Sebenarnya, Sharon sama sekali tidak takut saat mengetahui Cedric marah dengan kalimatnya termasuk beberapa keputusannya yang membuat Cedric kecewa. Akan tetapi, saat melihat Benedict dengan tatapan khas pria itu, entah mengapa air matanya langsung luruh begitu saja, membuatnya mengutuk diri sendiri kenapa menangis di hadapan pria itu. Padahal mereka baru saja menyatakan perang dingin.
Saat ini, Kendall dan Sharon sudah masuk ke dalam mobil, “kita pulang dulu saja, Ben bisa pulang dengan taksi,” terang Kendall sambil mengenakan seat belt.
Sharon menatap kembali pintu masuk restoran itu, tahu begini lebih baik ia tidak usah menerima ajakan Cedric. Pria itu masih tetap sama seperti dulu, dan anehnya perasaannya juga masih ada untuk Cedric.
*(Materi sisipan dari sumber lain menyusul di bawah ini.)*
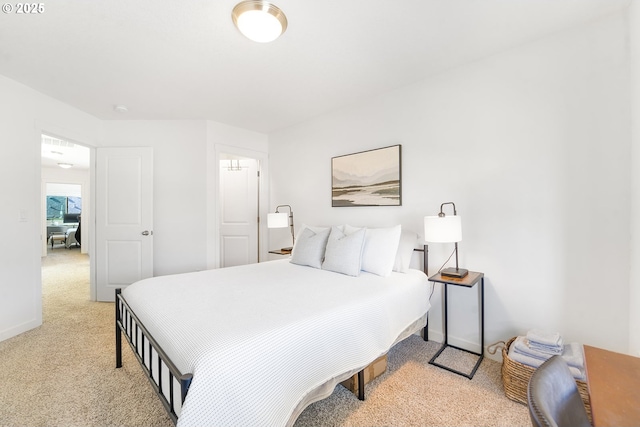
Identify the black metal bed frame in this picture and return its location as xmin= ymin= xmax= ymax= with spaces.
xmin=115 ymin=289 xmax=193 ymax=424
xmin=114 ymin=245 xmax=428 ymax=424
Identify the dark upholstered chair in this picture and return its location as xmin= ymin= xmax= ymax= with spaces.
xmin=527 ymin=355 xmax=591 ymax=427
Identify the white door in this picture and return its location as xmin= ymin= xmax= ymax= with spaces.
xmin=219 ymin=158 xmax=259 ymax=267
xmin=95 ymin=147 xmax=153 ymax=301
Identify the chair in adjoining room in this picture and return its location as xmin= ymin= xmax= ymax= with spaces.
xmin=65 ymin=228 xmax=79 ymax=248
xmin=527 ymin=355 xmax=591 ymax=427
xmin=64 ymin=216 xmax=81 ymax=248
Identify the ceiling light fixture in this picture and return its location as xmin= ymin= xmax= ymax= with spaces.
xmin=232 ymin=1 xmax=287 ymax=43
xmin=114 ymin=105 xmax=128 ymax=113
xmin=58 ymin=163 xmax=73 ymax=169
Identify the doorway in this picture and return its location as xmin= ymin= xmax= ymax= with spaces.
xmin=41 ymin=134 xmax=91 ymax=298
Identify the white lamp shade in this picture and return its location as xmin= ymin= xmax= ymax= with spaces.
xmin=267 ymin=212 xmax=288 ymax=228
xmin=424 ymin=215 xmax=462 ymax=243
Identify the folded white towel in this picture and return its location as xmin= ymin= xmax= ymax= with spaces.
xmin=512 ymin=336 xmax=585 ymax=368
xmin=561 ymin=342 xmax=585 ymax=370
xmin=526 ymin=329 xmax=563 ymax=347
xmin=512 ymin=336 xmax=553 ymax=360
xmin=528 ymin=340 xmax=563 ymax=356
xmin=508 ymin=340 xmax=585 ymax=380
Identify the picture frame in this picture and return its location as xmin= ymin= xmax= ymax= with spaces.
xmin=331 ymin=144 xmax=402 ymax=207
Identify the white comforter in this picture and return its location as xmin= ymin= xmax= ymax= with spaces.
xmin=122 ymin=259 xmax=429 ymax=427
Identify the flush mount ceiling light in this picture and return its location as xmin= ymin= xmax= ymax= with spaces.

Dalam perjalanan pulang Kendall tidak banyak bertanya, Sharon mengucapkan terima kasih saat mobil yang ditumpanginya menepi di halaman apartemennya. Sharon juga mengatakan kalau dirinya baik-baik saja dan tidak perlu khawatir.
“Tapi, bagaimana jika pria itu kemari?” tanya Kendall khawatir.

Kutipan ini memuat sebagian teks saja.